The essays collected in Tattooed Bodies draw on a range of theoretical paradigms and empirical knowledge to investigate tattoos, tattooing, and our complex relations with marks on skin. Engaging with diverse disciplinary perspectives in art history, continental philosophy, media studies, psychoanalysis, critical theory, literary studies, biopolitics, and cultural anthropology, the volume reflects the sheer diversity of meanings attributed to tattoos throughout history and across cultures. Essays explore conceptualizations of tattoos and tattooing in Derrida, Deleuze and Guattari, Lacan, Agamben, and Jean-Luc Nancy, while utilizing theoretical perspectives to interpret tattoos in literary works by Melville, Beckett, Kafka, Genet, and Jeff VanderMeer, among others. Tattooed Bodies prompts readers to explore a few significant questions: Are tattoos unique phenomena or an art medium in need of special theoretical exploration? If so, what conceptual paradigms and theories might best shape our understanding of tattoos and their complex ubiquity in world cultures and histories?

Reviews

"Tattooed Bodies—apart from often being an exemplary model of Continental philosophy—is a groundbreaking contribution to tattoo studies that shows us how tattooing, when taken seriously, can open up the meanings of works of art, literature, film, and theory itself in unexpected ways. For those who have already been thinking about the meaning of “the tattoo,” this collection of essays will greatly expand possibilities of inquiry. For those who are new to the field, several essays act simply as excellent primers on how to undertake deconstructive, anthropological, aesthetic analysis in general, offering up scholarly, nuanced investigations of texts without indulging in exclusionary jargon. The necessarily interdisciplinary field of cultural studies reveals the depth and breadth of all forms of human art and experience. At its finest—as is the case with this book—it shows us that the meaning of a text, like the best ink, is not just skin deep."

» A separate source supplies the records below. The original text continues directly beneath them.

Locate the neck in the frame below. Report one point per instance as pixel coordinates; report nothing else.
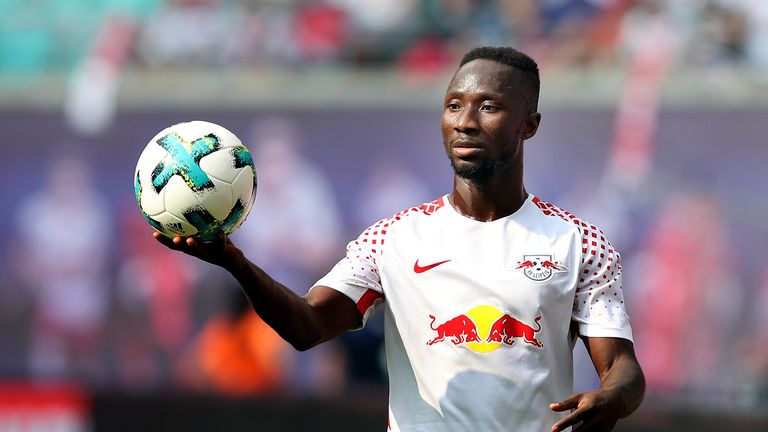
(488, 200)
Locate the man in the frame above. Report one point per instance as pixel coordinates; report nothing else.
(484, 290)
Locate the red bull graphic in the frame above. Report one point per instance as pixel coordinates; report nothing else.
(462, 329)
(539, 268)
(507, 328)
(485, 328)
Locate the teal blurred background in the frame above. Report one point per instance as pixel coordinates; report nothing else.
(654, 123)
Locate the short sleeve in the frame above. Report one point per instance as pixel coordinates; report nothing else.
(599, 307)
(357, 274)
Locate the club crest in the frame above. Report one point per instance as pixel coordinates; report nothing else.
(539, 268)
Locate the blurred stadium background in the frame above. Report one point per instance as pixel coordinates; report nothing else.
(655, 118)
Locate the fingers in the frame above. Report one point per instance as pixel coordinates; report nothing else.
(570, 403)
(175, 243)
(570, 420)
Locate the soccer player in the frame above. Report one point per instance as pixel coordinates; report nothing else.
(484, 290)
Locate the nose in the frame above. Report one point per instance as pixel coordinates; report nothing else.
(466, 121)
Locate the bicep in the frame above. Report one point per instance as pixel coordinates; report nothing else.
(606, 352)
(336, 313)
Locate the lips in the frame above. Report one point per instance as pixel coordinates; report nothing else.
(466, 148)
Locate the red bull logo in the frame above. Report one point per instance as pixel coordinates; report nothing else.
(539, 268)
(484, 329)
(460, 329)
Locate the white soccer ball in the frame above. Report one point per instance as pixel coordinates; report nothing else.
(195, 179)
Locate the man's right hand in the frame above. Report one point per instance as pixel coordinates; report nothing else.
(221, 251)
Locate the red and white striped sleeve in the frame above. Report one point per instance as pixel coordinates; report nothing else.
(599, 303)
(357, 274)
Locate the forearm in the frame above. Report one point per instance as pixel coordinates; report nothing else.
(626, 379)
(289, 314)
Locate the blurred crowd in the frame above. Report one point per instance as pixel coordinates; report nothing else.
(414, 35)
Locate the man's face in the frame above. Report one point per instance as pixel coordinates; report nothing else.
(486, 117)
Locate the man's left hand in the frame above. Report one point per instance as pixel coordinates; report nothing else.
(597, 410)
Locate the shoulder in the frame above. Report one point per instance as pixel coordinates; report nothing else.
(593, 240)
(374, 238)
(411, 214)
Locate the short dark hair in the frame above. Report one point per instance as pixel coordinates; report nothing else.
(513, 58)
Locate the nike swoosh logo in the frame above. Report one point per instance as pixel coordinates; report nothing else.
(419, 269)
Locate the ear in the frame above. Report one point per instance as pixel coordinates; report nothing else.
(531, 125)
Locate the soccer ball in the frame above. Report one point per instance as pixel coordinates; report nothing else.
(195, 179)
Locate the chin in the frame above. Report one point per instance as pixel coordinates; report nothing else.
(472, 171)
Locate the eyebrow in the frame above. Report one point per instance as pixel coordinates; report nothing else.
(484, 95)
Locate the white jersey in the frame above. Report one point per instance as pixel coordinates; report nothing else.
(481, 317)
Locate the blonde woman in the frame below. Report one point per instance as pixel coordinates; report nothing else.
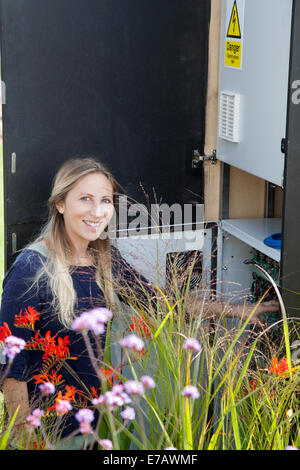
(70, 268)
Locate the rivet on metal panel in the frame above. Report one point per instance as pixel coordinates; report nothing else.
(13, 162)
(14, 242)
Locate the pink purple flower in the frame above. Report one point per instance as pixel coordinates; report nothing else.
(147, 381)
(47, 388)
(84, 415)
(35, 418)
(132, 342)
(134, 387)
(63, 407)
(14, 346)
(190, 391)
(106, 444)
(85, 428)
(128, 413)
(99, 401)
(193, 344)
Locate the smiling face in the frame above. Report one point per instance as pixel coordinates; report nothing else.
(87, 209)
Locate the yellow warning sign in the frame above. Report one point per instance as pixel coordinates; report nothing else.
(234, 29)
(233, 54)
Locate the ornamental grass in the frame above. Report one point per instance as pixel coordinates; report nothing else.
(170, 380)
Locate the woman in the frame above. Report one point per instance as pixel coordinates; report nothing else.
(68, 269)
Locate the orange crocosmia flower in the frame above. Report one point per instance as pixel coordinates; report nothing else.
(49, 346)
(52, 377)
(28, 319)
(4, 331)
(70, 393)
(110, 375)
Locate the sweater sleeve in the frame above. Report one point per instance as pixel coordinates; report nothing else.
(19, 294)
(130, 285)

- Danielle Meijer, DePaul University

"What is a tattoo? Associated in the past with criminals and degenerates, tattoos have become high fashion in the 21st century.  In this collection, leading scholars speculate about the nature and implications of these bodily inscriptions. Are they social or antisocial? Conformist or rebellious? Decorative or disfiguring?  Atavistic or futuristic? How do they relate to other scars, such as the navel as the mark of our maternal origin?  By opening up these questions and many more, the essays in this volume show how the tattoo challenges the distinction between word and flesh, self and society, life and death.”


-Maud Ellmann, University of Chicago

Editors and Affiliations

  • Languages and Literature, Lyon College, Batesville, USA

    James Martell

  • Division of Medical Humanities and Bioethics, University of Rochester School of Medicine and Dentistry, Rochester, USA

    Erik Larsen

About the editors

James Martell is Associate Professor of French at Lyon College, USA. He specializes in French literary theory, aesthetics, and philosophy.

Erik Larsen is Assistant Professor of Medical Humanities at the University of Rochester, USA. He writes and teaches about biopolitics, medicine and literature, and American culture.